Monday, November 01, 2004

Delicious Food, Part II

OR: I'm not dead yet.

Part I: Mother-in-Law Pizza

By the way, Ringu only has a few hours left to kill me. I'm not worried, though. We had it from Netflix and since we sent it back, it ought to follow the renter's equivalent of copying and passing along. Don't read that last sentence if you hate spoilers. Oh, nevermind, I tagged it.

Cuban-style Black Bean Soup

I got this one from Nigella and barely altered it at all, so if you have How To Eat, just skip this entry and read page 81 (in the American paperback edition).

2.5 cups dried black beans
2 bay leaves
plenty of water (Nigella says 2 quarts; I say, who the hell has a quart measure?)

Sort through the beans and throw away any stones or other gross bits. Put good beans in a large pot with bay leaves and cover with water. You want at least an inch of water above the beans. Bring to a boil, cover partially and turn down the heat, simmer for 1.5 to 2.5 hours, until beans are cooked but not too soft (they should not be falling apart, nor should they hurt your teeth).

While this is happening, assemble the following in a large saute pan or sauce pan:

1 cup olive oil
2 medium-large onions, chopped
2 red bell peppers, chopped
2 shallots, chopped (these are optional but Will and I both like the soup better with)
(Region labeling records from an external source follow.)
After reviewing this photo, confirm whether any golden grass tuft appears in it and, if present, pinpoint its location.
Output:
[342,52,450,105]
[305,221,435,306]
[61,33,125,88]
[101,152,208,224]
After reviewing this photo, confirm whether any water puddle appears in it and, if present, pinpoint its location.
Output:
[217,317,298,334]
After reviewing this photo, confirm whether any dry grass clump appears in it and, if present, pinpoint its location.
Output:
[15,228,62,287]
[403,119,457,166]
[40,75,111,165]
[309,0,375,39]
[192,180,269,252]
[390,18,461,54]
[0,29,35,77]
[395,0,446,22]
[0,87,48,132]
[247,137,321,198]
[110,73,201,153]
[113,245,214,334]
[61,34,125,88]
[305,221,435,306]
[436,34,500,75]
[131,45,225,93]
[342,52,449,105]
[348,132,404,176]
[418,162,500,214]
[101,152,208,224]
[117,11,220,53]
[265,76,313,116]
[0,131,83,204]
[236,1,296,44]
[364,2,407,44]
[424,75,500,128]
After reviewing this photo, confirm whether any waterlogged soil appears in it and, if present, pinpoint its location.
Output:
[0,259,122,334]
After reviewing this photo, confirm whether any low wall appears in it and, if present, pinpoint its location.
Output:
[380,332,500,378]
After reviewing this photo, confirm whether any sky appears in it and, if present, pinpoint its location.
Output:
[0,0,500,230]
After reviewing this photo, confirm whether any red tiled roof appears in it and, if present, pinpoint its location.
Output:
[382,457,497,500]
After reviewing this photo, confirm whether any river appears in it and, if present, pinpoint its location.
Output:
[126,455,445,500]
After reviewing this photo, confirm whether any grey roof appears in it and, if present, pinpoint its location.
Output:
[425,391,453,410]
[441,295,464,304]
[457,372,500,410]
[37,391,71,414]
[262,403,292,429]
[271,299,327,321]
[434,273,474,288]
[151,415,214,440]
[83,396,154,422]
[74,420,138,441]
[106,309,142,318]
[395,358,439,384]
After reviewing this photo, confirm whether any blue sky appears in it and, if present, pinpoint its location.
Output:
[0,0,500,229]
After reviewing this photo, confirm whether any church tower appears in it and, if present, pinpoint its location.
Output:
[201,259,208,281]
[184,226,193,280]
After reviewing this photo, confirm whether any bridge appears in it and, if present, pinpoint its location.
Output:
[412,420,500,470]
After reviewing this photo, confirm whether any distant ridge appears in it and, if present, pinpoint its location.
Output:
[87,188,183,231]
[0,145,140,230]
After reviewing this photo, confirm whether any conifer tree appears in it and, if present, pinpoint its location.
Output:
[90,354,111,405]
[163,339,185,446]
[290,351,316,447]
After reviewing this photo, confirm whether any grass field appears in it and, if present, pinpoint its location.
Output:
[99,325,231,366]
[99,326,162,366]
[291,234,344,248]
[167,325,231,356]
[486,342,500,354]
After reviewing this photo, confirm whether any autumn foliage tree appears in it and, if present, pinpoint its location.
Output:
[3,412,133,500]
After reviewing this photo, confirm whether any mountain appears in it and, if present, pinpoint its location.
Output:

Sauté over medium heat until everything is softened and the onions lose their color - about 10 to 15 minutes.

Add:

8 cloves garlic, minced
1 T dried cumin (freshly ground if possible)
2 T dried oregano
zest of 1 lime

Continue sautéing for 5 minutes, remove from heat. When cooled, purée in a blender and add to beans (when almost done, as described above).

Also add:

2 t brown sugar
salt to taste (approx. 1 t)

Cook until the beans are tender (this will take about half an hour depending on how soft you want them). Taste. At this point you can add more salt if you want to, but it shouldn't be necessary.

Add 2 tablespoons sherry.

Note: I have never used the sherry. It can be eliminated altogether, or you can do what I do and substitute any amber liquor you already have at home; I tend to use bourbon, rather predictably.

To serve, chop up a red onion and some fresh cilantro, and quarter a lime (or several, depending on how many people you are serving). Offer these as well as sour cream and a good, flavorful hot sauce (I like Cholula) to your guests/family. Everyone can add the amount of their choosing. I really recommend using all of the toppings, but your tastes may vary. And by the way, this really is a soup for several people; I made it for just Will and myself a week ago and there is still plenty in the fridge. I think this serves about 8 as a main course.

Optional addition for the carnivores: A nice spicy Polish Kielbasa is, according to Will, delightful in this soup. They come pre-cooked, so you need only heat it up. If no vegetarians will be eating, you can add it when you add everything else to the mostly-cooked beans.